Hereinafter, the fuel cell of the present invention will be described by taking as an example a case where a perfluorocarbon sulfonic acid membrane which is one of solid polymer electrolyte membranes which is a kind of proton conducting membrane is used as an electrolyte membrane.
First, the first embodiment of the fuel cell of the present invention will be described with reference to FIGS. 1 and 2. FIG. 1 is a schematic view showing an embodiment of the cell module of the present invention, and also shows an internal cross-section cut away. FIG. 2 is a schematic view showing a modification in which the cell module shown in FIG. 1 is provided with heating means for heating water in the reservoir.

  In FIG. 1, a cell module 101 has a tubular electrolyte membrane (perfluorocarbon sulfonic acid membrane) 1, and a first electrode (in this case, a cathode) 2 that generates generated water is on the hollow inner surface side of the electrolyte membrane 1. In addition, a second electrode (in this case, an anode) 3 paired with the first electrode is formed on the hollow outer surface side of the electrolyte membrane 1. Further, inside the first electrode (cathode) 2, a hollow portion (usually an oxidant gas channel such as air) 4 into which the reaction gas supplied to the first electrode flows is formed.

Reference numeral 5 denotes a reservoir for storing the water in the hollow, has a hollow shape formed by the outer wall 6 with the external space, and is provided on the lower end side in the gravity direction of the electrolyte membrane 1. The reaction gas guiding path 7 is inserted up to the boundary between the hollow portion of the electrolyte membrane and the outer wall 6 so as to penetrate the hollow of the reservoir formed by the outer wall 6. An opening 9 for guiding water to the reservoir 5 is formed in the hollow of the electrolyte membrane 1 from the inner periphery of the outer periphery 8 and the outer wall 6 surrounding the end outer periphery 8, and the hollow portion of the reservoir 5 and the hollow portion of the electrolyte membrane are formed in the opening 9. Communicate. The reactive gas guide path 7 is connected to a reactive gas (in this case, an oxidant gas such as air) supply source (not shown) supplied to the first electrode provided on the inner surface side of the electrolyte membrane, The reaction gas is supplied into the hollow of the electrolyte membrane 1 through the reaction gas guide path 7. Connection portions of the electrolyte membrane and the reservoir, and the reaction gas induction path and the reservoir are connected so as to maintain airtightness in the hollow of the cell module 101 (electrolyte membrane hollow, reaction gas induction path, reservoir hollow, etc.). ing.
Reference numerals 10 and 11 denote current collectors connected to the first electrode 2 and the second electrode 3, respectively, and one end thereof functions as an output terminal.

  The cell modules are usually arranged in a plurality of cells that are supported by a support plate, and the anode terminals and cathode terminals of each cell module are bundled and connected in parallel or in series, and the cell groups are connected in series with other cell groups. Or it connects in parallel and it is set as a cell aggregate. The cell group is surrounded and encased by an exterior member, and the hollow portion of the cell module (electrolyte membrane hollow portion, in the gas guiding path) is connected to the oxidant gas supply source, the internal space of the exterior member is connected to the fuel gas supply source, A reactive gas is supplied to both the inner and outer surfaces of each electrode.
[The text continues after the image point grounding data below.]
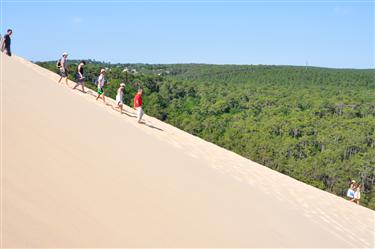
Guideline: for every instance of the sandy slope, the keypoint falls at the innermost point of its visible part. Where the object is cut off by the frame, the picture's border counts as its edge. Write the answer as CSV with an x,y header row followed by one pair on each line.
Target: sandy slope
x,y
75,173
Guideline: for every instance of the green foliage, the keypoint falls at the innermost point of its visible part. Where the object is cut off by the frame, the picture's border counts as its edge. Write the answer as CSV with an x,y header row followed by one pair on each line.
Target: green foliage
x,y
314,124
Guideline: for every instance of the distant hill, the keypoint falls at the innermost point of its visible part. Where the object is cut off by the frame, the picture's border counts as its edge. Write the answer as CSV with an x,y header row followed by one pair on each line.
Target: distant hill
x,y
314,124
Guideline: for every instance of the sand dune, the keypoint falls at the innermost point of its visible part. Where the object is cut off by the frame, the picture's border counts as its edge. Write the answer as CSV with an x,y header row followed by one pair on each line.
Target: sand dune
x,y
76,173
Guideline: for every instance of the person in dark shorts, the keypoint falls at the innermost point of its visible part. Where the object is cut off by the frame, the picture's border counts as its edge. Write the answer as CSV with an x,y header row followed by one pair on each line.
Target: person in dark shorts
x,y
6,43
64,68
102,83
80,76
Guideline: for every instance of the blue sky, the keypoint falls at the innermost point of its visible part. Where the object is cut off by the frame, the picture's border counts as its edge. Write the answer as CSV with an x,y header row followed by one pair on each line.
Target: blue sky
x,y
328,33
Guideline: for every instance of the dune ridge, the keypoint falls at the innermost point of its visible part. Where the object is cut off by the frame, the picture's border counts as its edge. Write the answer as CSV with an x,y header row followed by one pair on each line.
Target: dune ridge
x,y
76,173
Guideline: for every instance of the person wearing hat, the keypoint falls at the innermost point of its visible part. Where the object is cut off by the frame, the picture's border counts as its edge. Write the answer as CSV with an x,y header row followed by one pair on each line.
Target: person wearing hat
x,y
120,97
5,43
64,68
102,82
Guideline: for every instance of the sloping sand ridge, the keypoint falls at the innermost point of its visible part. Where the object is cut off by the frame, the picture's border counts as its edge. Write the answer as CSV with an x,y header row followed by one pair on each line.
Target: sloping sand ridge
x,y
76,173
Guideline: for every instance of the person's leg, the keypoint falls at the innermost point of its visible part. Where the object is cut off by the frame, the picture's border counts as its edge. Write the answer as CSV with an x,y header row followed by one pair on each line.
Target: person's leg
x,y
139,114
103,95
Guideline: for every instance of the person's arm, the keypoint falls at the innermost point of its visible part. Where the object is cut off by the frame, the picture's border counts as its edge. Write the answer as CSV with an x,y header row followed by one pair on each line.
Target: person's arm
x,y
79,70
62,62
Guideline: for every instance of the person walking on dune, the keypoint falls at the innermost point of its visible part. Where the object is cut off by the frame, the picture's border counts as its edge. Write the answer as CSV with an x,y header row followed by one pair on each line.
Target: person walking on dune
x,y
120,97
80,77
138,105
5,46
63,66
351,191
102,83
357,193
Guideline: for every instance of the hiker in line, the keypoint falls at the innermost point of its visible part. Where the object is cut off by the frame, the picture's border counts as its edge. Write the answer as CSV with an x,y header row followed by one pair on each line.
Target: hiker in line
x,y
120,97
138,105
5,43
62,64
102,83
80,77
350,193
357,193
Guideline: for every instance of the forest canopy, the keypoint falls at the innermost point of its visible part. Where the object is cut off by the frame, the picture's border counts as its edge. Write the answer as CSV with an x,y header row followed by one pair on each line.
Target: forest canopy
x,y
316,125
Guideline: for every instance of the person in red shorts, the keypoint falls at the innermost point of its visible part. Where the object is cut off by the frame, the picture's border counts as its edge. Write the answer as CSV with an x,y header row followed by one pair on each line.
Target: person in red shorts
x,y
138,105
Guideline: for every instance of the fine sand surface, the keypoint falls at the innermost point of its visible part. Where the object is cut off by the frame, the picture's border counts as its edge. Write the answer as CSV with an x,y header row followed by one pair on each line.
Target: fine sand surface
x,y
76,173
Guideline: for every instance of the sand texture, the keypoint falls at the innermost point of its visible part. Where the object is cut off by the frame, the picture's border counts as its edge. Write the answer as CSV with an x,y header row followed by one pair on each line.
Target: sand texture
x,y
76,173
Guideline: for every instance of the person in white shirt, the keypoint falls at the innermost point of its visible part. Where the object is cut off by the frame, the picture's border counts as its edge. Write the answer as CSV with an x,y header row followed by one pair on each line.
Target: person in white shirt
x,y
120,97
102,83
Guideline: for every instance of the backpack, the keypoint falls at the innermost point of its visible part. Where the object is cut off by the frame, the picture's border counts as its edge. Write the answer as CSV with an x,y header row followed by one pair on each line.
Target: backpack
x,y
58,63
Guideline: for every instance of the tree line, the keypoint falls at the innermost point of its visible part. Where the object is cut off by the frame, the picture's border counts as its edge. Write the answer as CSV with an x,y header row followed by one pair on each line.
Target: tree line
x,y
314,124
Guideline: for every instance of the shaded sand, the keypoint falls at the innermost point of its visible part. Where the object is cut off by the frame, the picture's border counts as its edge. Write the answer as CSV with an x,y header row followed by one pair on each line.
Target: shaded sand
x,y
76,173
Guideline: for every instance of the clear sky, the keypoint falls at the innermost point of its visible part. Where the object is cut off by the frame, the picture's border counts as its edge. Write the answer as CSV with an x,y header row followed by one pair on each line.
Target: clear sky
x,y
322,33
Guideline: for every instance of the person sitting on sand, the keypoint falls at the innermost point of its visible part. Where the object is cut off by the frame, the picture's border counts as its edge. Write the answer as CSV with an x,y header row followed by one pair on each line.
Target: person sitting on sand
x,y
357,193
64,68
120,97
102,83
138,105
350,193
80,77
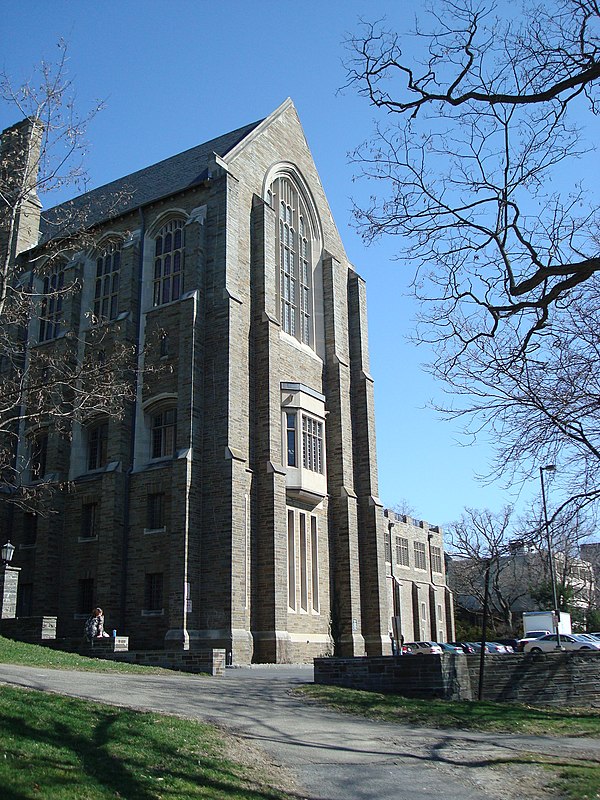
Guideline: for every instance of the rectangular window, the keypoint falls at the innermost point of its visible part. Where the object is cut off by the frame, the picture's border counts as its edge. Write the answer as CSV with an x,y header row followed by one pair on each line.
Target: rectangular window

The configuration of the fuel cell, such as the connection configuration and arrangement configuration of the cell modules and cell groups, is not particularly limited. For example, the entire cell assembly may be casing and the internal space thereof may be communicated with the reaction gas supply source.

  The fuel cell of the present invention has excessive moisture present in the hollow of the electrolyte membrane, for example, water generated as a result of the electrochemical reaction at the inner surface side electrode, moisture condensed by supersaturation of water vapor in the reaction gas, etc. Are discharged and stored in a reservoir provided in a place that does not adversely affect the flow of the reaction gas and the moisture distribution of the electrode and the electrolyte membrane. Therefore, it prevents the problems caused by the presence of excessive moisture, such as flooding that is likely to occur at the electrode that generates the generated water, and a decrease in gas flowability in the hollow part that becomes the flow path for supplying the reaction gas to the inner surface side electrode. can do. Therefore, the fuel cell of the present invention does not decrease the effective power generation area of the fuel cell, and the reaction gas is smoothly circulated, so that excellent battery characteristics such as high power generation performance are exhibited.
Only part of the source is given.